What Is It?  This 1996 British TV series created by Neil Gaiman (and later adapted by him into a novel) ran six-episodes (it’s common for a British show to have a shortened run like this) and takes place in the world of “London Below”, a hidden parallel world that exists beneath the actual city of London (referred to in the series as “London Above”). Here we find that the homeless and dissolute actually live a secret life unseen by the people above and it’s a throwback fantasy world that hearkens back to Medieval feudalism. A man from London Above (Richard Mayhew played by Gary Blakewell) helps a girl from London Below (Door played by Laura Fraser) and finds himself drawn reluctantly into this alternate underworld as well as the sinister designs of a fallen angel.

Why It Stands Out:  Like Doctor Who and other British sci fi shows of the 20th century, Neverwhere suffered from budget limitations, but with the germ of a good story by Gaiman and the breakout performances by key cast members this one rise above its limitations and delivers a bit of a diamond in the rough.

The Skinny: Gaiman has of course established a name for himself as a well-respected genre author (of novels and comics) over the last two decades, but it’s likely that many people in the United States have missed out on this odd little urban fantasy series he did for the BBC in the mid-90’s.  The premise is interesting, though the delivery sometimes falls short and has a familiar feel to it and the story ultimately bogs down beneath multiple genre tropes. But it is the performances of Paterson Joseph as the Marquis de Carabas as well as Hywel Bennett and Clive Russell as the delightfully wicked Mr. Croup and Mr. Vandemar that elevate this to the next level. These three alone transform this from an interesting if lackluster fantasy series to an exceptional example of genre television (plus future Doctor Peter Capaldi plays the Angel Islington). As mentioned, it does suffer from the low production values common to BBC shows, though fortunately it does not rely too heavily on special effects.  And it does succeed in bringing to life a fantasy underworld with many possibilities, to which this six episode series only scratches the surface.

Neil Gaiman fans who have missed out on the series (though they may have read the book) will definitely want to check this one out now that it has received a DVD release in the States. And most all science fiction and fantasy fans will likely enjoy it as well, as long as they set expectations properly considering the show’s cheesy look and tendency to slip into cliché. But at only six episodes of thirty minutes each, it’s a quick watch and well worth your time. And there’s also rumors floating around of a possible sequel series or maybe even a big screen adaptation on the horizon.  And Gaiman has sad that he has a partially written novella titled How The Marquis Got His Coat Back sitting on the shelf, so it seems certain that we will see more of the Neverwhere world at some point.

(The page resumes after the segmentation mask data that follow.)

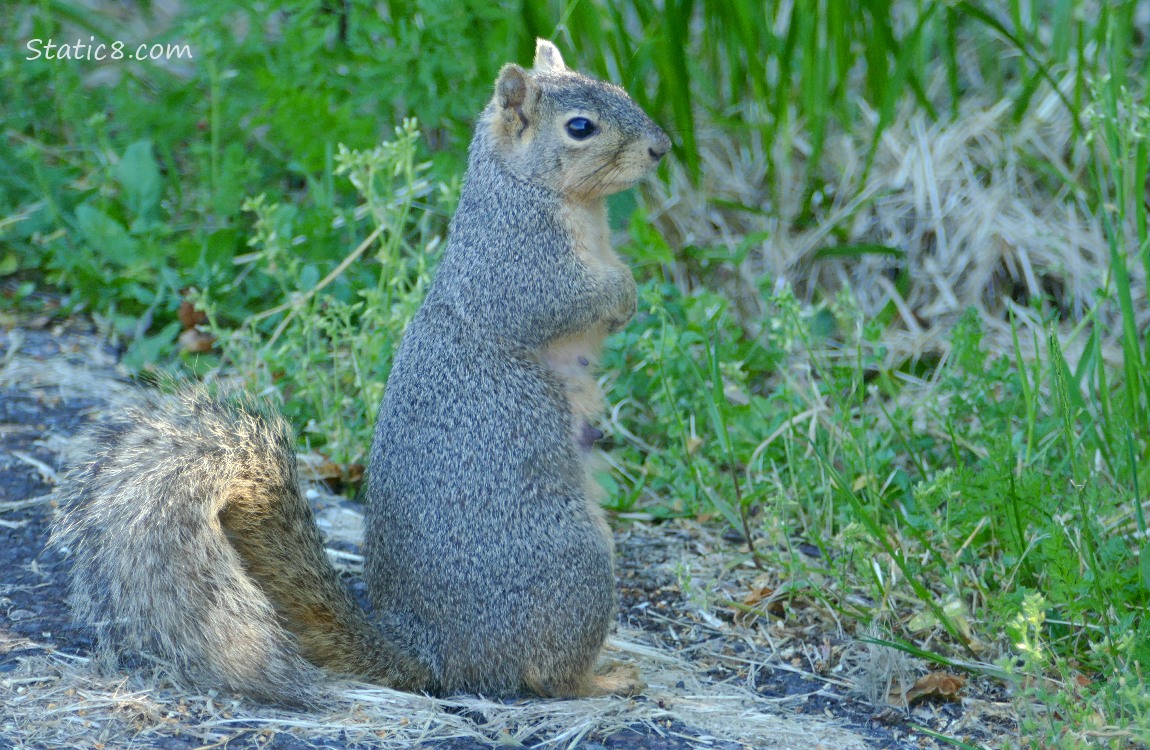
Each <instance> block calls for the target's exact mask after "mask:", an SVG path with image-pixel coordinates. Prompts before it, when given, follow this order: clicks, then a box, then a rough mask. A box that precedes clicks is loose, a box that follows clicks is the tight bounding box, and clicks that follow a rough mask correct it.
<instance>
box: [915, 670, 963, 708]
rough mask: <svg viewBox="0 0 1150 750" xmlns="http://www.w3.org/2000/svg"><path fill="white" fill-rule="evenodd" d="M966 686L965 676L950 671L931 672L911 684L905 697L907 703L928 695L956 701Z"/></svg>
mask: <svg viewBox="0 0 1150 750" xmlns="http://www.w3.org/2000/svg"><path fill="white" fill-rule="evenodd" d="M965 687H966V679H965V678H960V676H959V675H957V674H950V673H949V672H930V673H928V674H925V675H922V676H921V678H919V679H918V681H917V682H915V683H914V684H913V686H911V689H910V690H907V691H906V696H905V698H906V703H907V705H910V704H912V703H914V702H915V701H921V699H922V698H927V697H932V698H942V699H944V701H955V699H956V698H957V697H958V691H959V690H961V689H963V688H965Z"/></svg>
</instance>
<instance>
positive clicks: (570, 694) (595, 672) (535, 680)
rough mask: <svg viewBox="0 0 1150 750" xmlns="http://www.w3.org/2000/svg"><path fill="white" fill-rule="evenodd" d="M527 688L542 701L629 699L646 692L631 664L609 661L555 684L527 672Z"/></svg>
mask: <svg viewBox="0 0 1150 750" xmlns="http://www.w3.org/2000/svg"><path fill="white" fill-rule="evenodd" d="M523 682H524V684H526V686H527V688H528V689H529V690H530V691H531V692H535V694H536V695H539V696H543V697H545V698H595V697H601V696H607V695H621V696H632V695H638V694H641V692H643V690H645V689H646V682H644V681H643V678H642V676H641V675H639V669H638V667H637V666H635V665H634V664H623V663H621V661H608V663H606V664H604V665H603V666H600V667H599V668H598V669H595V671H590V672H584V673H582V674H577V675H572V676H568V678H563V679H559V680H555V679H554V678H545V676H543V675H540V674H539V672H538V669H528V672H527V673H526V674H524V675H523Z"/></svg>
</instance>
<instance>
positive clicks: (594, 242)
mask: <svg viewBox="0 0 1150 750" xmlns="http://www.w3.org/2000/svg"><path fill="white" fill-rule="evenodd" d="M560 220H561V221H562V223H563V227H565V229H566V230H567V234H568V236H569V237H570V239H572V250H573V252H574V253H575V257H576V258H577V259H578V260H580V261H581V262H582V263H583V265H584V266H585V267H586V268H588V270H589V273H591V274H595V275H601V274H603V273H604V271H605V270H606V269H608V268H612V267H614V268H620V267H622V266H623V262H622V260H620V258H619V255H618V254H615V251H614V250H612V247H611V242H609V235H611V232H609V229H608V227H607V208H606V204H605V202H604V201H601V200H597V201H591V204H590V205H586V204H568V205H566V206H565V207H563V209H562V211H561V212H560ZM629 317H630V314H629V311H628V313H626V317H622V313H621V317H620V319H614V320H603V321H600V322H599V323H598V324H596V326H593V327H592V328H590V329H588V330H584V331H580V332H578V334H575V335H572V336H563V337H560V338H557V339H554V340H552V342H550V343H549V344H547V345H546V346H544V347H543V351H542V353H540V354H542V359H543V362H544V365H546V367H547V368H549V369H551V370H552V372H553V373H554V374H555V375H557V376H558V377H559V380H560V381H561V382H562V384H563V388H565V390H566V393H567V400H568V403H569V404H570V408H572V418H573V419H572V426H573V430H574V437H575V441H576V443H577V444H580V445H581V446H582V447H584V449H590V445H591V443H593V442H595V438H596V437H597V436H598V430H596V429H595V428H593V427H592V426H591V422H592V420H593V419H595V418H597V416H598V414H599V413H600V412H601V410H603V405H604V397H603V390H601V389H600V388H599V383H598V381H597V378H596V368H597V367H598V365H599V358H600V355H601V352H603V342H604V339H606V338H607V335H608V334H609V332H611V331H612V329H613V328H614V327H618V326H621V324H622V323H623V322H626V320H627V319H629Z"/></svg>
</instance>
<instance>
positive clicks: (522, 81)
mask: <svg viewBox="0 0 1150 750" xmlns="http://www.w3.org/2000/svg"><path fill="white" fill-rule="evenodd" d="M526 100H527V71H526V70H523V69H522V68H520V67H519V66H516V64H515V63H508V64H506V66H504V67H503V69H501V70H500V71H499V78H498V79H497V81H496V101H497V102H498V105H499V108H500V109H512V108H514V109H522V108H523V102H524V101H526Z"/></svg>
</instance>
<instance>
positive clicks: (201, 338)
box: [179, 328, 215, 354]
mask: <svg viewBox="0 0 1150 750" xmlns="http://www.w3.org/2000/svg"><path fill="white" fill-rule="evenodd" d="M213 346H215V336H213V335H212V334H205V332H204V331H201V330H199V329H198V328H189V329H187V330H185V331H184V332H183V334H181V335H179V347H181V349H182V350H184V351H185V352H189V353H191V354H202V353H204V352H210V351H212V347H213Z"/></svg>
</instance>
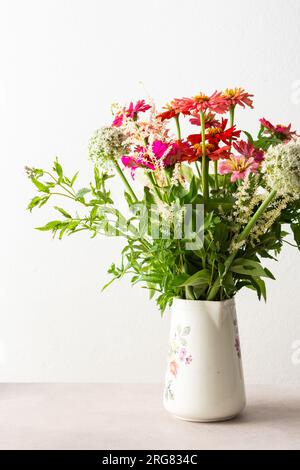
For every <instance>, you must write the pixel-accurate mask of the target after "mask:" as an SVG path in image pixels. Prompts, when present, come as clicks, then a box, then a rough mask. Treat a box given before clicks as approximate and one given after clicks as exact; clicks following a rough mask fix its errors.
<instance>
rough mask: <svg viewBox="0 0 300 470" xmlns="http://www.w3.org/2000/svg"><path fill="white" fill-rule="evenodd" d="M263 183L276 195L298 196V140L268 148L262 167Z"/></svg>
mask: <svg viewBox="0 0 300 470" xmlns="http://www.w3.org/2000/svg"><path fill="white" fill-rule="evenodd" d="M262 171H263V173H264V177H265V181H266V184H267V186H268V187H269V188H270V189H277V190H278V194H293V195H300V139H299V138H298V139H294V140H291V141H290V142H288V143H287V144H285V143H283V144H279V145H276V146H275V147H270V148H269V149H268V151H267V152H266V154H265V160H264V162H263V165H262Z"/></svg>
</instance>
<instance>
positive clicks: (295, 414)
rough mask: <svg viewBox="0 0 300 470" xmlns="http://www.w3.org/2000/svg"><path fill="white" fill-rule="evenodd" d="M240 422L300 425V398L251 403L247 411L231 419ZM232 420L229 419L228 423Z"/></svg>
mask: <svg viewBox="0 0 300 470" xmlns="http://www.w3.org/2000/svg"><path fill="white" fill-rule="evenodd" d="M231 422H232V423H234V424H238V423H241V424H243V423H263V422H264V423H274V424H280V423H285V424H298V425H299V426H300V398H291V399H287V400H286V401H284V402H280V401H278V403H271V404H270V403H268V402H267V401H266V402H265V403H253V404H251V403H249V405H248V406H247V407H246V409H245V411H244V412H243V413H242V414H241V415H239V416H237V417H236V418H235V419H233V420H232V421H231ZM229 423H230V421H228V424H229Z"/></svg>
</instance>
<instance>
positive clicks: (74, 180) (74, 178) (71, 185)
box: [71, 171, 79, 186]
mask: <svg viewBox="0 0 300 470" xmlns="http://www.w3.org/2000/svg"><path fill="white" fill-rule="evenodd" d="M78 173H79V171H77V173H75V175H74V176H73V178H72V179H71V186H73V184H74V183H75V181H76V178H77V176H78Z"/></svg>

Notable Stars: Paterson Joseph, Laura Fraser, Clive Russell, Peter Capaldi

Did You Know? Neil Gaiman considers the novelization of the series as his preferred version (or perhaps director’s cut) of the story.  Whatever he couldn’t do in the series because of budget constraints or disagreements with the BBC, he included in the novel.  I recently listened to the audiobook version (read by Gaiman himself), and I do consider it superior to the series, though the TV version has plenty of its own charms.